Text Prediction Product based on Ngram Models

Siying Ruan
Nov. 26, 2020

Product Function

This is a application that make predictive text based on users' input. The training data is a random sample of the text files provided by Swiftkey. You can get phrase examples from GitHub.

  • Type in the text box, click Predict to see possible words following the text.
  • Click Clear to clear the your text input and mark the last phrase and its prediction. You can compare the results of the two phrases.
  • The predicted words are in its lemma format. You can compare the results by typing different tense.

Major Components of the Product

  1. A dictionary select from a unigram by taking the 10 most used words in the sample text.
  2. A dictionary of a bigram and a trigram model trained from the sample text. The top 5 possible words by probability are selected.
  3. A algorithm that get the possible words of given the given text. It can predict words based on one word or two words.

Description of the Algorithm

  1. Find the last two input words in the dictionary and list get all possible following words.
  2. If there are no predicted text, display the most used words from the unigram.
  3. If the input text are more than 1 word, and there are less than 5 predicted words, then get the possible following words from the last word as well.

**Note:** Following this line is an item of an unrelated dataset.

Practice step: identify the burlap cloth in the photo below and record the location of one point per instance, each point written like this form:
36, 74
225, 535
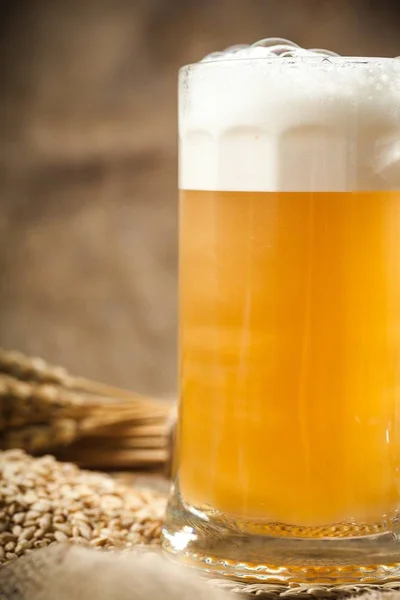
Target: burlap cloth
68, 572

Limitation and Further Improvement in the Future

  1. The prediction is limited to the sample text. The app will allow user to use their own text so they can get a desired set of predicted text.
  2. The prediction is limited to certain amount of words. To keep the dictionary compact, the app only selects the top 5 words by their probability. This is to balance the accurate prediction, the dictionary size and the algorithm speed.
  3. As users may see non valid words a few times, the app should improve its clean-up code to keep only what's useful.